Currently, I'm at the Swiss Institute for Allergy & Asthma Research, (SIAF) headed by Prof. Cezmi Akdis—a former pediatrician, world-renowned immunologist, and expert on T-cell-mediated immunity who is advising on this project's experimental design. The institute's staff consists of some three dozen scientists whose expertise collectively covers every domain of molecular immunology. While the whole institute is a very collaborative environment, I'll be assisted in this effort primarily by my colleagues Dr. Juan Felipe López Crespo (MD, MSc, PhDc) and Dr. Yagiz Pat (MD). Dr. López Crespo has extensive experience in molecular immunology methods and conducting human subjects research, while Dr. Pat brings expertise in clinical microbiology.
Hypothesis not true:
This wouldn't be a real failure, since the goal of the project is to investigate the hypothesis, and if it turns out not to be true, great—we can cross it off the list of possibilities.

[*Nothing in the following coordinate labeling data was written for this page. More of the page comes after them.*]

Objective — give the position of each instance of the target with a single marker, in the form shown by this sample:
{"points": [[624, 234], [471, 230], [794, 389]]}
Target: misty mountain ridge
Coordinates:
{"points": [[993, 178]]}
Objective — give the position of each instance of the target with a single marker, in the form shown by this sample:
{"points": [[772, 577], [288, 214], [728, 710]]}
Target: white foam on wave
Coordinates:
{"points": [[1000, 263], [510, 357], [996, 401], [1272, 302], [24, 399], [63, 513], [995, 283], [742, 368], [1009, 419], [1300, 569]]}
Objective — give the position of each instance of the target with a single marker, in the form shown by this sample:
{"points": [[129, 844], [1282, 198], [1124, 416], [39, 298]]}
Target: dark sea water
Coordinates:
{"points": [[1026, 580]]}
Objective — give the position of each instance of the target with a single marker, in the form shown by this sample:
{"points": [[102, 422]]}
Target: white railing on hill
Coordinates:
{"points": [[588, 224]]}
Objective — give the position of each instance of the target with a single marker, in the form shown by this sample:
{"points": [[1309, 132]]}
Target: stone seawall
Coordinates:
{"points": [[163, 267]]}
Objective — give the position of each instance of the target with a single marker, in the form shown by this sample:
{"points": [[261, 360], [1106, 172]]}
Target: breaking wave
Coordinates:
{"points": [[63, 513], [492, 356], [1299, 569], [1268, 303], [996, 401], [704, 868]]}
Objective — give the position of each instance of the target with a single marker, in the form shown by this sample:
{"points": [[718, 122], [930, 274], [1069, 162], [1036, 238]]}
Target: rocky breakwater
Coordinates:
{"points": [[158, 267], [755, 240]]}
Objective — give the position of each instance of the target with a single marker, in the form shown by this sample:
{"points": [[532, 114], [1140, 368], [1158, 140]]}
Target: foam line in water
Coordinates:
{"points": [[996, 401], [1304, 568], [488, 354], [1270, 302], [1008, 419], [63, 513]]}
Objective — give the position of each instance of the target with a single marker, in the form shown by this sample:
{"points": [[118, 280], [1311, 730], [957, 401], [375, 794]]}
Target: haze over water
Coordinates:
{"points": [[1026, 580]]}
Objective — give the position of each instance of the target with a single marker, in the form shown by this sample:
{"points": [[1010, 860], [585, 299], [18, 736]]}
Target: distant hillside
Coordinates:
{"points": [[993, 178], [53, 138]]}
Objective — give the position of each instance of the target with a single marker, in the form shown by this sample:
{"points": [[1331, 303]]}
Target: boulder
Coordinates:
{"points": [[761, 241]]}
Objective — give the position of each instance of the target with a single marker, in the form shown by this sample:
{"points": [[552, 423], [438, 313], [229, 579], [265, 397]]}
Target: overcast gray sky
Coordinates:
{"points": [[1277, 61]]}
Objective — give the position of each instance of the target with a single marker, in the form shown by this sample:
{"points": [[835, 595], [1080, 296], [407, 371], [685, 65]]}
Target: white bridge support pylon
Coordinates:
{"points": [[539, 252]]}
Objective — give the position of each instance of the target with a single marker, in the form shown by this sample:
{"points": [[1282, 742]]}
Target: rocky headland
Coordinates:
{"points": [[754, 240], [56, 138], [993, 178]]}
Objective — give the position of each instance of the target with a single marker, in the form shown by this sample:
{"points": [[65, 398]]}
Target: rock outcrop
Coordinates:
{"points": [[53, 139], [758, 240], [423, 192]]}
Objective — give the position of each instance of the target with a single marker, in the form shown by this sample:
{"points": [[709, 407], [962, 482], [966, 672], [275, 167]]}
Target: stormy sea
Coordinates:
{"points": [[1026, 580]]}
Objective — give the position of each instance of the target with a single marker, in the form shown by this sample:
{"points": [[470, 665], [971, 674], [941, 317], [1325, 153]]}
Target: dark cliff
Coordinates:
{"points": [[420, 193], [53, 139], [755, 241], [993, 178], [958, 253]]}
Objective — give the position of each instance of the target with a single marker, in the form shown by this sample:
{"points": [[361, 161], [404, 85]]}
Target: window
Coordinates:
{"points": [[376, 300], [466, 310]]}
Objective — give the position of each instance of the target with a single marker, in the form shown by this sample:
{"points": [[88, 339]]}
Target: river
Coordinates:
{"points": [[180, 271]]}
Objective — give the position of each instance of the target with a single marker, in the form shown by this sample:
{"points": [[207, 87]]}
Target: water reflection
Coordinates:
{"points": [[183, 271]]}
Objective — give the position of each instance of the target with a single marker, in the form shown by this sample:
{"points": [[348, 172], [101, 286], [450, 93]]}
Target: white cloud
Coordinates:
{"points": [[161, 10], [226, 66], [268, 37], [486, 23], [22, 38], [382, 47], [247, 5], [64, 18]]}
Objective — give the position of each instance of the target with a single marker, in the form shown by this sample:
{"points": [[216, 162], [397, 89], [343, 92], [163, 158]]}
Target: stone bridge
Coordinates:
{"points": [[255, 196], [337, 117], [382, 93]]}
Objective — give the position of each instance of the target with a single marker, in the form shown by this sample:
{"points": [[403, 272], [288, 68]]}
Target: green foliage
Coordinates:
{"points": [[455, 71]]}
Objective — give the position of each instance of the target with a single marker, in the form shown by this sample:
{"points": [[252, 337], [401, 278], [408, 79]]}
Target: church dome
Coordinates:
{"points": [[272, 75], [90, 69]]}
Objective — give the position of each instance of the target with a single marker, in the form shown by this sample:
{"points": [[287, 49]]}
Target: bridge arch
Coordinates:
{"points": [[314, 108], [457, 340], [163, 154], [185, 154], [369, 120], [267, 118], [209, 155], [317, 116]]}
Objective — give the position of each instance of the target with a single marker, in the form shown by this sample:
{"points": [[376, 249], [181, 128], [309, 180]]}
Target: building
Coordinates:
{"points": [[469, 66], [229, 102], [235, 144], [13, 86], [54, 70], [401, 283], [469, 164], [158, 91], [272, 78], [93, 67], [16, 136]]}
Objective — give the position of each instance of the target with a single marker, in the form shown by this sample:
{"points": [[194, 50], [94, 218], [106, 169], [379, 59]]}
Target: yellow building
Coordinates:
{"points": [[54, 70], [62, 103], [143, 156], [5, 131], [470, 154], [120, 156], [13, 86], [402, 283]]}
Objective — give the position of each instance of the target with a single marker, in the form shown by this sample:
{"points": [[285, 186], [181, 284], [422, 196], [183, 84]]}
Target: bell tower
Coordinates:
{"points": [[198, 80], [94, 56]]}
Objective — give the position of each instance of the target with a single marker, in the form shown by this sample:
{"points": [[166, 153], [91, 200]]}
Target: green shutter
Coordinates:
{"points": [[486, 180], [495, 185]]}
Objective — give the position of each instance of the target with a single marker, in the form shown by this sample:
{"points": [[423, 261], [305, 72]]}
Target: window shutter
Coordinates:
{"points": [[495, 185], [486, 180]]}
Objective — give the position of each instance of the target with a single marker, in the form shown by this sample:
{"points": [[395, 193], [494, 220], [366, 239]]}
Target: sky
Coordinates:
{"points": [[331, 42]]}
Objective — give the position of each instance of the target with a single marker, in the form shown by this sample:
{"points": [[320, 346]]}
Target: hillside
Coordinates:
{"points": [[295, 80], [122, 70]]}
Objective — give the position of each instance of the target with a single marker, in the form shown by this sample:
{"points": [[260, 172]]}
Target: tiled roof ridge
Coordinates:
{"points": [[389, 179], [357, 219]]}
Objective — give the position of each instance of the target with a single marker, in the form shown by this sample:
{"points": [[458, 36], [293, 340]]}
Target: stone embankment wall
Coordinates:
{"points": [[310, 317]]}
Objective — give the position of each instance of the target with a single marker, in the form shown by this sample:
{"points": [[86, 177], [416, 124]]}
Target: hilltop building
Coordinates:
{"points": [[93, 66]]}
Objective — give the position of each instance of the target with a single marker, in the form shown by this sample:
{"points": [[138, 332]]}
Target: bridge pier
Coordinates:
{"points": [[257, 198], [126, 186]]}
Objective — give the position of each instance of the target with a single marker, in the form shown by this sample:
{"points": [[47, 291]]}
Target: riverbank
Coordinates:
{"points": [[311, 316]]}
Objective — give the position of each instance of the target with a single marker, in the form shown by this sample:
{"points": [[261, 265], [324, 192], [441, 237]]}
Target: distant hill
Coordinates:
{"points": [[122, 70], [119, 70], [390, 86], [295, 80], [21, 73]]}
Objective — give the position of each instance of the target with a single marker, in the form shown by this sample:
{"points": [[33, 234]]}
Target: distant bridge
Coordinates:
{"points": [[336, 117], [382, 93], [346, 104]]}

Most likely causes of actual failures:
High background rate of immune reactivity against Legionella (or high prevalence in samples from healthy controls) makes it impossible to conclude anything without unreasonably large sample size. PCR & culture are highly specific, so there's little risk of false positives.
Strain variation in immune recognition yields false negatives in experiments 1, clearance of Legionella by the time of sampling yields false negatives in experiments 2 & 3.
Outcome of 1 would mostly be a need for more funding, or potentially a redesign of the methods before this can be investigated properly. 2 is more serious, as we'll try to publish even if findings are negative. A false negative could steer people away from investigating this possibility for years to come. This seems like a small risk, given nobody's investigated it so far anyway.
None.
(Help me Obi-wan Kenobi, you're my only hope.)